Tuesday, February 9, 2010

Giving Credit Where Credit is Due

Randall: When the rebels blew up the first Death Star...


Dante: Luke Skywalker. I like giving credit where credit is due.


- Clerks


Not that there was a ton of success for the Orioles in 2009 but I was curious where the credit was due. Andy MacPhail has remade the Orioles in his image since he arrived in 2007 but how much and how successfully? Which GMs made the trades, signings and draft picks that shaped the Orioles in 2009?

I decided to measure it in terms of WAR for 2009 only. Here's the snapshot for the hitters.



Batting
                          WAR
MacPhail                  7.0
Duquette\Flanagan         2.5
Beattie\Flanagan          3.1
Frank Wren                3.4



As expected, MacPhail is responsible for much of the good play in 2009 led by Adam Jones, Luke Scott and Felix Pie. Lou Montanez and Ty Wigginton did not help his cause.

The Jim Beattie/Mike Flanagan combo was responsible for Nick Markakis and Nolan Reimold. The Jim Duquette/Flanagan combo was aided by the drafting of Matt Wieters, one of the last things they did before getting dismissed. Without it, they would be responsible for only 0.6 WAR from the offense less than two years after being dismissed. Frank Wren will always have Brian Roberts.

The pitching:

Pitching
                          WAR
MacPhail                  4.5
Duquette\Flanagan         1.8
Beattie\Flanagan          0.7
Syd Thrift                0.5


Here's where MacPhail really shines. What little success the O's had on the mound can be attributed to him even with Brian Bass and Alfredo Simon pulling things down.
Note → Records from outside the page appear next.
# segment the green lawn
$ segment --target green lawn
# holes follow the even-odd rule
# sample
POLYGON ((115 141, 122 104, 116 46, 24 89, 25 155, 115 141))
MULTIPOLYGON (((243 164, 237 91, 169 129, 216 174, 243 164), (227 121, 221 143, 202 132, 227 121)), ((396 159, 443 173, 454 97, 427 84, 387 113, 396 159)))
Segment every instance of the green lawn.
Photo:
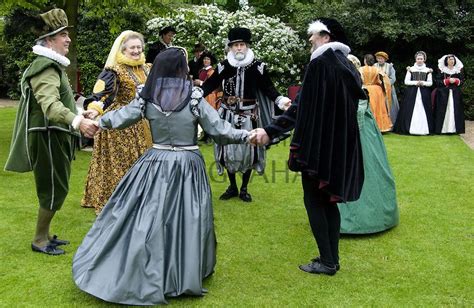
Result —
MULTIPOLYGON (((15 108, 0 109, 0 164, 8 154, 15 108)), ((217 267, 200 298, 173 306, 474 306, 474 151, 458 136, 384 136, 397 183, 400 225, 372 236, 343 237, 341 270, 306 274, 317 254, 302 204, 300 178, 285 171, 288 144, 269 151, 255 176, 254 202, 219 201, 227 184, 203 146, 214 191, 217 267)), ((37 213, 31 173, 0 171, 0 306, 113 306, 76 288, 74 251, 95 215, 80 207, 90 153, 73 163, 71 191, 53 232, 67 254, 31 252, 37 213)))

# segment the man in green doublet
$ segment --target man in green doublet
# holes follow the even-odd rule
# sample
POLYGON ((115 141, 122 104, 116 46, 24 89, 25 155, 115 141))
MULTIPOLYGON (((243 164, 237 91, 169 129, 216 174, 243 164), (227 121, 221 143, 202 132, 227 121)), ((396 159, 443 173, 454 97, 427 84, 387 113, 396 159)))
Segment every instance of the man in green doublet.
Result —
POLYGON ((64 254, 59 245, 69 242, 49 234, 54 214, 61 208, 69 190, 71 161, 81 131, 92 136, 96 123, 81 115, 65 68, 71 39, 66 13, 53 9, 33 21, 39 37, 33 47, 37 55, 21 79, 21 98, 13 128, 5 170, 33 171, 39 212, 33 251, 64 254))

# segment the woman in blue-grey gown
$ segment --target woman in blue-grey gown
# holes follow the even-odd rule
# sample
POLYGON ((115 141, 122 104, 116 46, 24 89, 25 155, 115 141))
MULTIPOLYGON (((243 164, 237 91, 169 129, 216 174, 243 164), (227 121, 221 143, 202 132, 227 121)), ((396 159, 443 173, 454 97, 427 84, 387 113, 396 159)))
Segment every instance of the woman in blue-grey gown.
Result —
POLYGON ((172 47, 155 59, 145 87, 129 105, 105 114, 102 129, 143 117, 153 148, 121 180, 73 260, 77 286, 103 300, 166 303, 203 295, 216 262, 211 190, 198 149, 198 123, 216 143, 244 143, 248 132, 219 118, 192 88, 186 51, 172 47))

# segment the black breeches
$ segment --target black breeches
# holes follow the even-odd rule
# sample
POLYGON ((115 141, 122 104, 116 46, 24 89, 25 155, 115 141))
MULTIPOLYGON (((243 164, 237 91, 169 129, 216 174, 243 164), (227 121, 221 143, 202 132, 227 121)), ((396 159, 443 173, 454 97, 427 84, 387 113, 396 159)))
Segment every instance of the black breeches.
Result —
POLYGON ((304 205, 309 223, 318 244, 321 262, 328 266, 339 263, 339 230, 341 216, 330 195, 319 189, 319 181, 302 177, 304 205))

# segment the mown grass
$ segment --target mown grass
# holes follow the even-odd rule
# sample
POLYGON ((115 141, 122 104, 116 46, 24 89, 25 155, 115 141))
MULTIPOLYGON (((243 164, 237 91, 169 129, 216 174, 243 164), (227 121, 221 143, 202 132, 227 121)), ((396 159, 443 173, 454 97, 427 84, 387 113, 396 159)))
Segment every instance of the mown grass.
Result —
MULTIPOLYGON (((15 108, 0 109, 0 164, 6 160, 15 108)), ((309 275, 297 265, 316 255, 300 178, 285 169, 287 144, 268 152, 265 177, 254 176, 254 202, 219 201, 227 183, 203 146, 214 192, 216 272, 204 297, 172 306, 467 306, 474 305, 474 151, 458 136, 384 136, 397 183, 400 225, 370 236, 343 237, 341 270, 309 275)), ((32 174, 0 171, 0 305, 112 304, 80 291, 71 261, 92 225, 79 206, 90 153, 73 163, 71 191, 53 231, 71 240, 67 254, 33 253, 37 202, 32 174)))

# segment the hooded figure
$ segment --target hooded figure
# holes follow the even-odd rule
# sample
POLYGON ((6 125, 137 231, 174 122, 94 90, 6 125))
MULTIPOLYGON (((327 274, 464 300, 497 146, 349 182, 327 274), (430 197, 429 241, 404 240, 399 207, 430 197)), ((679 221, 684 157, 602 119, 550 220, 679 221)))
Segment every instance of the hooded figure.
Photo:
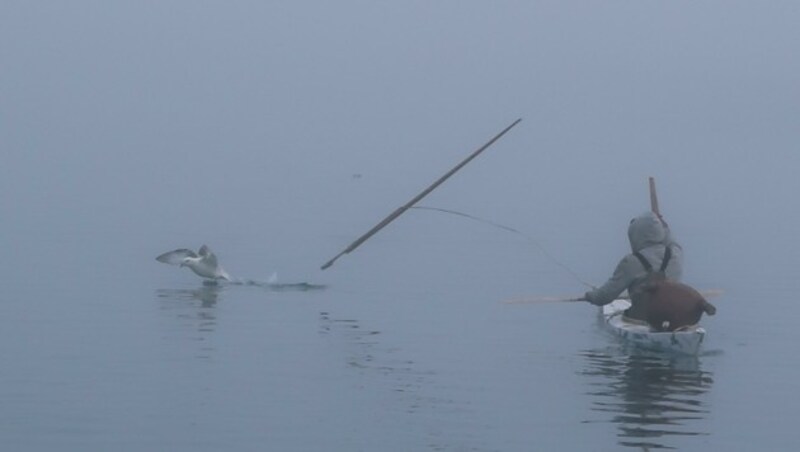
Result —
MULTIPOLYGON (((654 269, 661 268, 667 247, 670 248, 671 257, 664 269, 664 274, 671 281, 680 281, 683 272, 683 250, 673 239, 666 223, 653 212, 646 212, 631 220, 628 226, 628 240, 631 243, 631 253, 622 258, 614 270, 614 274, 602 286, 586 292, 584 296, 590 303, 603 306, 614 301, 627 290, 636 293, 641 289, 648 276, 644 264, 634 253, 639 253, 654 269)), ((644 309, 637 306, 633 300, 631 309, 626 316, 639 320, 646 320, 644 309)))

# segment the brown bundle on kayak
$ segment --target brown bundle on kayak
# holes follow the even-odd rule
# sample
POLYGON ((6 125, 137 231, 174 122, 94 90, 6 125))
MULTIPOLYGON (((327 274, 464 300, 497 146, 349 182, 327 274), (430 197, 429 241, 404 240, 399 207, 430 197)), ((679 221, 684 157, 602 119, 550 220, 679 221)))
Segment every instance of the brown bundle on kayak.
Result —
POLYGON ((644 256, 634 253, 648 274, 640 287, 631 293, 633 307, 626 315, 645 320, 657 331, 675 331, 696 325, 703 313, 714 315, 717 308, 693 287, 667 279, 664 270, 672 252, 669 246, 665 251, 658 271, 653 271, 644 256))
POLYGON ((653 281, 642 288, 647 323, 659 331, 675 331, 696 325, 703 313, 714 315, 717 308, 694 288, 676 281, 653 281))

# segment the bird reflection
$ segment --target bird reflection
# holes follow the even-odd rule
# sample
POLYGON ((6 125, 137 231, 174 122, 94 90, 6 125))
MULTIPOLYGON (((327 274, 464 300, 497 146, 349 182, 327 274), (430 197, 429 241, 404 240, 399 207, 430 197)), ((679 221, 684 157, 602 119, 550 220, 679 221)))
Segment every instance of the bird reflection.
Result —
POLYGON ((634 351, 583 352, 591 377, 592 411, 608 413, 619 444, 641 450, 673 449, 670 438, 707 435, 705 395, 713 384, 697 357, 634 351))
POLYGON ((222 286, 204 284, 197 289, 158 289, 159 298, 193 301, 198 300, 203 308, 212 308, 217 304, 222 286))
POLYGON ((163 302, 162 309, 176 312, 178 318, 188 320, 197 331, 207 333, 216 327, 214 308, 222 290, 222 285, 204 284, 194 289, 158 289, 156 295, 163 302))

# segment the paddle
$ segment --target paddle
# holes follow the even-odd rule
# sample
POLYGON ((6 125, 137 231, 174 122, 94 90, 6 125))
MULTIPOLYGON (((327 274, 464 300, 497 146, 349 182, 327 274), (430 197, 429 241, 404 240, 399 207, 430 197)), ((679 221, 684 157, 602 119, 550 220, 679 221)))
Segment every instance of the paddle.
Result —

Koji Uehara, George Sherrill and Brian Matusz lead the way on the positive side.

Duquette and Flanagan found Jeremy Guthrie and drafted Jason Berken. They also signed Danys Baez and Jamie Walker. Beattie/Flanagan drafted Brad Bergesen but got pulled down by David Hernandez, Bob McCrory and Rad Liz. Syd Thrift is living on Jim Johnson.

MacPhail obviously has an advantage as he has way more players contributing than the others. A breakdown of WAR per player:

WAR/Player
MacPhail                .44
Duquette\Flanagan       .53
Beattie\Flanagan        .48


But this is also skewed a bit since players who don't produce don't last long. MacPhail's guys are still working things out.

What's the conclusion? Probably nothing to be learned here...yet. MacPhail has added impact players to the previous regimes (previous GMs added Markakis, Wieters, Roberts, Bergesen, Reimold) with Jones, Pie, Scott, Matusz, even the glove of Cesar Izturis. But, unsurprisingly, the key will be the young arms and how many pan out to be even average MLB starters.